Erchen Chang loves to create. Brought up in Taiwan she moved to London to go to boarding school, and then study at the Slade School of Fine Art at University College London, because “my passion is in creating. I have fun making things, and at the same time I hope other people have fun experiencing my work”. Hooking up with two other equally obsessed art-student friends, she is behind one of the biggest culinary success stories in London, the award-winning concept restaurant Bao – based around deliciously light and fluffy steamed buns filled with pork, pickles, peanuts, and much else besides – which has just taken up residence in London’s Soho, prompting hour-long queues down the street.
“As with a lot of restaurants these days, Bao started as a pop up, which allowed us to test what we were doing and refine it. The menu is based half on classic Taiwanese dishes that my partner and co-chef Shing Tat Chung and I were brought up on, and half that we have created ourselves. We aren’t formally trained chefs so there is a long development processes that involves lots of creativity, and plenty of trial and error. As well as the food, we also designed the look of the restaurant: we wanted something simple but fun that wouldn’t distract from the food. Our pop-up shack had a very cosy wooden ambience so we wanted to recreate that here. The open kitchen adds to the atmosphere.”

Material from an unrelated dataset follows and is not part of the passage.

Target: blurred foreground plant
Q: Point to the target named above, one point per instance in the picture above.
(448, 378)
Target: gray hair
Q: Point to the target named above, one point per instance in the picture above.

“I travelled a lot around Asia before we set up Bao, so I took lots of inspiration from little details I saw there. I get a lot from nature: the look of a beach or mountain can be truly inspiring. And I’m also influenced by architects and designers, such as Ettore Sottass or Gio Ponti.”
“Soho is such a vibrant area, with countless restaurants and shops crammed next to each other – there are so many great places in close proximity. Bao is on Lexington Street where some of my favorite restaurants and cafes are, including Andrew Edmunds and Fernandez and Wells. And there’s Aesop too, which does such beautiful products.”